La storia di un Mostro

Randy Moss storia

Randy Moss è considerato uno dei più grandi ricevitori di tutti i tempi, quasi tutti lo pongono dietro soltanto alla leggenda Jerry Rice.

Dotato di un fisico pazzesco, in grado di competere per qualsiasi sport, è riuscito ad imporsi nel football americano con delle stagioni fantastiche ai Minnesota Vikings e ai New England Patriots.

Il viaggio di Randy Moss, però, è stato lungo e molto tortuoso soprattutto nell’età giovanile.

Gli anni del College

Randy Moss nacque nel 1977 in West Virginia. Fu cresciuto solo dalla madre insieme ad altri 2 fratelli (più grandi di lui). La Madre, nonostante non ci fosse per lavoro, cercò di curare il più possibile il piccolo Randy con un’educazione religiosa. Inoltre, chiese a suo figlio di tenersi lontano da droghe e alcool.
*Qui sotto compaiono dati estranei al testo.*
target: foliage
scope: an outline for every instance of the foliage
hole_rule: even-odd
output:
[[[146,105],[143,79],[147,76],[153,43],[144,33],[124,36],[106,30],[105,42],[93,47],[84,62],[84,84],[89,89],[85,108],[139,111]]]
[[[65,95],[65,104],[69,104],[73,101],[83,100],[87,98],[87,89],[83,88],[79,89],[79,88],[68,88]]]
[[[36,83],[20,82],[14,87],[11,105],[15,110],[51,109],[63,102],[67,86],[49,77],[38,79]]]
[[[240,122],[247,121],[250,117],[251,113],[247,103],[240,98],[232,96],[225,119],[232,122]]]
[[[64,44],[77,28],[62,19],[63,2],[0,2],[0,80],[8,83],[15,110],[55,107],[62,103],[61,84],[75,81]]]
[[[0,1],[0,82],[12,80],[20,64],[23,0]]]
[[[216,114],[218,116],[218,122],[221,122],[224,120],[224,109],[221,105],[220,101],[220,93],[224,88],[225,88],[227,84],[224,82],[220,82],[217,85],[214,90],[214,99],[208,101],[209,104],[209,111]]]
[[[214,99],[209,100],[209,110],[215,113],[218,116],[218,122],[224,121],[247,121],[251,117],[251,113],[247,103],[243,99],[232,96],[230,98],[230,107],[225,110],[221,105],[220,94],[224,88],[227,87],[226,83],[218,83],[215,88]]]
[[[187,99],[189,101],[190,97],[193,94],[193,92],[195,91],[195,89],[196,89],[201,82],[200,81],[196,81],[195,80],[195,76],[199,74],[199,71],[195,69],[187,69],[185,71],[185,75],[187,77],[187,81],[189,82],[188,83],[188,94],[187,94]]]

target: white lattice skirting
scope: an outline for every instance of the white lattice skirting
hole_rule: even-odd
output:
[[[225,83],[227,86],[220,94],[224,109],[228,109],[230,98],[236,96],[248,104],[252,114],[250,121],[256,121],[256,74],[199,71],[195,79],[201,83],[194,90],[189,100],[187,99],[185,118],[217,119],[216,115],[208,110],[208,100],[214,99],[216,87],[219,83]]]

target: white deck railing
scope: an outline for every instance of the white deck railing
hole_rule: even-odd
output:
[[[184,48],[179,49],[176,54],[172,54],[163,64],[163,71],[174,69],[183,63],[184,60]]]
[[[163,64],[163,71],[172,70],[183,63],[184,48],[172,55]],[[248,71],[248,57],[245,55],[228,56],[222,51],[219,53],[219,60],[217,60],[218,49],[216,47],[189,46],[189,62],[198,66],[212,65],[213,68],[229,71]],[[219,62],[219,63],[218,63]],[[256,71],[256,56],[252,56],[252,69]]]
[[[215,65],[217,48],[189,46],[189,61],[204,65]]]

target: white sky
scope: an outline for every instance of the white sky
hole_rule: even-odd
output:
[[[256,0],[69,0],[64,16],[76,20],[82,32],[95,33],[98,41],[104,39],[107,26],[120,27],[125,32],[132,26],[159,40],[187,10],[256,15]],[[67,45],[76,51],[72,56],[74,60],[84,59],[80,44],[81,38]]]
Oltre agli insegnamenti della madre (molto rispettati da Randy), Randy Moss si ispirava al fratello Eric, superstar della scuola nell’atletica. La voglia di essere come il fratello e il fisico dominante permisero a Randy di diventare una stella.

Per capire le qualità di Randy Moss diamo un’occhiata ai risultati all’High School di Dupont High: 109 ricezioni, 2435 yards complessive, 44 TD.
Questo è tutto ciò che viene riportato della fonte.